The next step is to establish access to the documents themselves. In the past some researchers have traveled to the source of reference materials; others have obtained use of material through inter-library loan which entails a delay and sometimes is impractical.

Long-range projections envision the library-in-the-computer with electronic access from a distance, but it is one thing to store and gain rapid access to a finite number of datum involved, for example, in a bibliographical index or an airline reservation system in an electronic memory. It is quite another to store all the concepts and relationships contained in a library of several million volumes and similarly retrieve what is needed on demand. The earlier step will likely be facsimile telecommunication which will permit consultation of a document at a distance. However, unlike extension of the bibliographic information system, this will involve not only further research and development but very substantial investments in equipment.

Computer storage and new communication channels will shortly also affect the information function of the public library. One important prospect is cable TV. The significance of this is not simply that images can be carried to viewers—standard TV already does this. The significance is that a much larger number of channels will be opened, permitting informational as well as entertainment messages. Also, the communication between the source and the receiver can be two-way. This development will replicate the telephone, except that with cable TV the image is visual as well as aural. The cable itself, however, will not generate information; it will have to connect some source with some seekers. The public library will stand in a strategic connectinglink position in this chain of information. Realization of this project calls not so much for mobilization on a national level, but more within states and metropolitan regions. This prospect involves additional levels of funding sources, between the national and state levels on the one hand and the local tax base on the other.

It must be emphasized, however, that by no means can all needs and problems of access to recorded knowledge and information be solved by new technology. It would be a mistake to put substantial sums into computerized networks without reviewing and improving the total knowledge-exchange system, including intellectual and human components. No computer can make content available until it is first acquired, and we are short of acquisition programs that assemble all the material that is needed. Nor can the computer reproduce material on demand unless it is first bibliographically organized in a way that dovetails with use, and here again any known scheme falls well short of perfection. This is not a problem of machine capacity but of insight into how knowledge is used and how it should be organized for retrieval.

ROLE AND FUNCTIONS Served by THE PUBLIC LIBRARY · 25

Limitation in technology as the solution to knowledge-information utilization can be illustrated with the example of tele-communications. We have had two-way communication between information source and information searcher and multiple channel capacity since the invention of the telephone. Yet, neither the library nor other information sources have been fully utilized. Cable TV, it is true, will add the visual image but this may not be the heart of the matter. The human factor as well as machine capacity must enter into the equation.

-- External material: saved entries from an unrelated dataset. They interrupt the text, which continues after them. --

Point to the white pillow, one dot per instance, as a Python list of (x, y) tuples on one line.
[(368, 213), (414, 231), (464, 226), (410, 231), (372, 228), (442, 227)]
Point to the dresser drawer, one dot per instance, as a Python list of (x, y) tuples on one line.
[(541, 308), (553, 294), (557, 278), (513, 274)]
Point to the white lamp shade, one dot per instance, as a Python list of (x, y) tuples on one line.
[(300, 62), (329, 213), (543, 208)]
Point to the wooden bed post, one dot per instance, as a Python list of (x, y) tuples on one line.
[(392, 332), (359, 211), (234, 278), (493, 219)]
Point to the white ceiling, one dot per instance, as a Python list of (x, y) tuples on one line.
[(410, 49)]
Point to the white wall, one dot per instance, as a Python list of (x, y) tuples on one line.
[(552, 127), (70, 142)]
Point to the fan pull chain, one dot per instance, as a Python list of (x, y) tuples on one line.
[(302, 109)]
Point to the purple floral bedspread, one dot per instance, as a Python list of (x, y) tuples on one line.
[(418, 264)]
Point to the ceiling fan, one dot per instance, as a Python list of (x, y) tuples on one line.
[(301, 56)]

Education-cultural experience is mental and emotional. Fresh communication channels and information banks can stimulate response and promote understanding in some cases where older forms are not effective, as they have to a limited extent in the classroom. Nonetheless, it would be a mistake to depend on hardware to deal with problems that are rooted in human motivation. Rather than the computer, or long-distance transmittal of communication, it may be that familiar media forms-art, film, recordings, models, games-may retain the greater impact on adult response. The public library has been print-oriented in the past, and it has served that portion of the lives of people that can be captured on the printed page. As it becomes a media center in the community, providing a multi-media environment, the public library will relate to the full range of experience of people as they seek self-realization. Here again any significant advance runs into the question of the sources of funds-fully developed multi-media libraries cost most than single-media libraries. We have built up an agency for the public provision of books—where is the agency for similar provision of other forms of communication?

Conclusions

The public library is a multi-purpose institution with divergent, but not unrelated, functions. It is also a partially-realized institution; its aims are consistent with American needs and aspirations and the public, in general, accords it a degree of respect. But, as with many other educational and social programs, performance of the institution is not in line with expectations. As concern grows with the quality of life, the past tolerance of a gap between professed goals and actual accomplishments is being challenged on various fronts. The challenge comes from persons outside and within the establishment. A financing base realistically designed to close the gap would have impact on a wide spectrum of the American people.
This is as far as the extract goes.